Auch hier der Hinweis, nicht auf meine LinkedIn-Beiträge zugreifen zu können. Aber immerhin liefert mir Copilot eine Persönlichkeitsanalyse basierend auf anderen öffentlich zugänglichen Quellen – hier konkret meinem – diesem – Blog, einem Interview im LVQ-Blog sowie einem – und das ist bemerkenswert – Podcast bei der ZEIT. Hier wäre jetzt natürlich sehr spannend zu wissen, ob Copilot dabei auch auf das zugegriffen hat, was ich im Podcast gesagt habe oder nur die Information verwendet hat, DASS ich in einem Podcast (zum Thema Gamification in der Personalsuche) zu Gast war…

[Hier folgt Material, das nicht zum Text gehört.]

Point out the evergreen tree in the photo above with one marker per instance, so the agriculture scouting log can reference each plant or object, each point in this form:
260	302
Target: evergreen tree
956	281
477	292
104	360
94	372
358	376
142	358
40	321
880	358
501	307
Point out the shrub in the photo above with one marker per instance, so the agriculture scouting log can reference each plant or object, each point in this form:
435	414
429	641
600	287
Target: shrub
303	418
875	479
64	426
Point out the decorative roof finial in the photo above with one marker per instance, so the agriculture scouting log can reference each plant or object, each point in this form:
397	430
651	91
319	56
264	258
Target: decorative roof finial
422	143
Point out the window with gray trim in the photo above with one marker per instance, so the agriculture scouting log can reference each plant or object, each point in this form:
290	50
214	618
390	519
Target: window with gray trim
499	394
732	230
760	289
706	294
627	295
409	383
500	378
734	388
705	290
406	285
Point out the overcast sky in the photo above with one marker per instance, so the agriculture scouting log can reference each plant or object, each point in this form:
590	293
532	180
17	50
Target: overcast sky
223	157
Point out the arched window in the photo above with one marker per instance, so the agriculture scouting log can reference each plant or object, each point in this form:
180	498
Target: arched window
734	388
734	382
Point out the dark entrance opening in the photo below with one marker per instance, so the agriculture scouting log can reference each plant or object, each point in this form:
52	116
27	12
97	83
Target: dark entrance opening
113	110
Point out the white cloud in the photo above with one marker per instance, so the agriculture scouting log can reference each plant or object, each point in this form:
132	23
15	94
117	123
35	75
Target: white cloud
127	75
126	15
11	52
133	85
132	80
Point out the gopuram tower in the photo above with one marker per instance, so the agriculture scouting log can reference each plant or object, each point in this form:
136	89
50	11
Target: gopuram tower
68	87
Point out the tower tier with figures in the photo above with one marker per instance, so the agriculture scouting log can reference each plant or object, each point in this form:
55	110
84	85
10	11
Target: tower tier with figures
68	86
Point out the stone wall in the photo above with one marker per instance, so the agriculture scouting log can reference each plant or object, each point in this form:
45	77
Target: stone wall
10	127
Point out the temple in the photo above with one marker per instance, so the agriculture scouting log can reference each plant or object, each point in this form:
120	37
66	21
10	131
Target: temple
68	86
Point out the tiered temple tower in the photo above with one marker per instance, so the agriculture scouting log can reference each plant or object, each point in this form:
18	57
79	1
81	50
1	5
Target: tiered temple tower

Inhaltlich zeigen sich enorm hohe Übereinstimmungen der „Persönlichkeitsanalysen“ von ChatGPT oben und Copilot. Teilweise werden sogar sehr ähnliche Formulierungen verwendet. Wohlwollend betrachtet spräche dies für ein hohes Maß an „Interrater-Reliabilität“ beider LLM. Weniger wohlwollend könnte es auch sein, dass LLM einfach alle mehr oder weniger gleich gut darin sind, wohlfeile Allgemeinplätze zu produzieren – wie gesagt, Barnum-Effekt und Küchenpsychologie (s.o.) lassen grüßen…

Fazit:

Nun, das ist hier natürlich keine Studie, sondern ein Quick&Dirty-Selbstversuch. Um zu belastbareren Aussagen zu kommen, müsste die sog. „Konvergenzvalidität“ überprüft werden, also hier die „Befunde“ der KI bzgl. der fünf Persönlichkeitsdimensionen statistisch mit denen eines für diesen Zweck entwickelten und validierten Persönlichkeitsfragebogens (etwa dem PersonalityMatcher oder dem NEO-FFI) verglichen werden. Darum ging es mir in diesem Beitrag nicht. Ich bin mir aber sicher, dass wir zu diesem Themengebiet sehr bald mehr hören werden.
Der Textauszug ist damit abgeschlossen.